Correlation Robust Influence Maximization
This work addresses the problem of influence maximization in networks for researchers and practitioners by introducing a robust alternative to the independence assumption, though it is incremental as it builds on existing cascade models.
The authors tackled the influence maximization problem by proposing a distributionally robust model where the diffusion process is adversarially adapted to the seed set, maximizing worst-case expected influence instead of assuming independent relationships. They showed that worst-case influence can be efficiently computed, achieved a (1 - 1/e) approximation guarantee despite NP-hardness, and provided numerical insights comparing adversarial and independent cascade models.
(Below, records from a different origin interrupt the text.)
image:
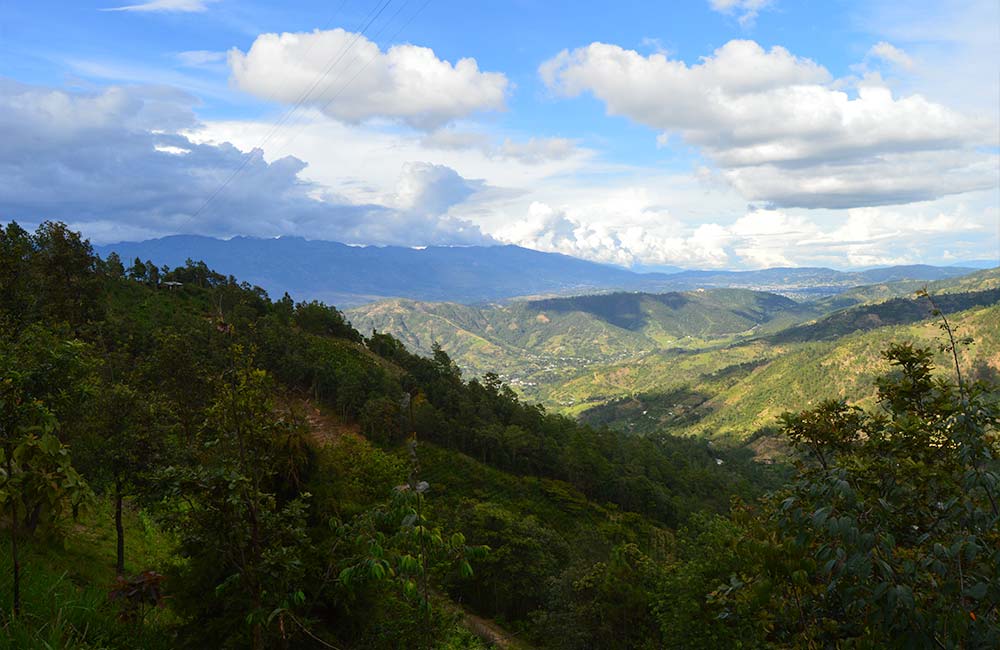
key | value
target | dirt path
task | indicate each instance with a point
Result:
(328, 430)
(325, 429)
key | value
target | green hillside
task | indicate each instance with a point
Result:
(186, 463)
(255, 473)
(734, 392)
(543, 342)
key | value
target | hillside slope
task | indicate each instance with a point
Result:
(352, 275)
(537, 341)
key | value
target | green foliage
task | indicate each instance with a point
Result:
(889, 538)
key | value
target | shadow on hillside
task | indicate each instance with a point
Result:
(650, 412)
(622, 309)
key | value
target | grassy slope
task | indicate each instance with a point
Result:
(546, 342)
(66, 581)
(710, 394)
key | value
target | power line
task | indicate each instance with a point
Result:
(364, 67)
(381, 7)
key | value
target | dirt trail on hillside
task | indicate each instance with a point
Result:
(328, 430)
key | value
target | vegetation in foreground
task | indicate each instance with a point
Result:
(254, 463)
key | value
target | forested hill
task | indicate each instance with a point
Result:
(259, 443)
(354, 275)
(351, 275)
(522, 338)
(187, 463)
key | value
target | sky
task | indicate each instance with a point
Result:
(701, 134)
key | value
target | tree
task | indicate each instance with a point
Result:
(890, 534)
(37, 480)
(130, 445)
(245, 544)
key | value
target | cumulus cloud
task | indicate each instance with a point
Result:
(745, 10)
(185, 6)
(891, 54)
(113, 164)
(357, 81)
(780, 128)
(553, 230)
(200, 58)
(759, 238)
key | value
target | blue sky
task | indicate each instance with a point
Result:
(709, 133)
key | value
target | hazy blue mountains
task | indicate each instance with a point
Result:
(352, 275)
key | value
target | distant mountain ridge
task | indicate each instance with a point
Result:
(353, 275)
(525, 337)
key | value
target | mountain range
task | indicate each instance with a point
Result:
(353, 275)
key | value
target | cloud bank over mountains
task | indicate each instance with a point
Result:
(405, 82)
(114, 163)
(763, 157)
(781, 130)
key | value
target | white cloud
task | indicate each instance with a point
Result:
(780, 129)
(349, 78)
(200, 58)
(531, 151)
(180, 6)
(747, 10)
(891, 54)
(637, 233)
(115, 160)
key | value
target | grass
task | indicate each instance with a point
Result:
(65, 580)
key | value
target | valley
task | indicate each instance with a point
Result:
(715, 362)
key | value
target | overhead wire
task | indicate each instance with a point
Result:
(373, 15)
(371, 60)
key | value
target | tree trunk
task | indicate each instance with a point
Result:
(119, 530)
(13, 539)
We propose a distributionally robust model for the influence maximization problem. Unlike the classic independent cascade model \citep{kempe2003maximizing}, this model's diffusion process is adversarially adapted to the choice of seed set. Hence, instead of optimizing under the assumption that all influence relationships in the network are independent, we seek a seed set whose expected influence under the worst correlation, i.e. the "worst-case, expected influence", is maximized. We show that this worst-case influence can be efficiently computed, and though the optimization is NP-hard, a ($1 - 1/e$) approximation guarantee holds. We also analyze the structure to the adversary's choice of diffusion process, and contrast with established models. Beyond the key computational advantages, we also highlight the extent to which the independence assumption may cost optimality, and provide insights from numerical experiments comparing the adversarial and independent cascade model.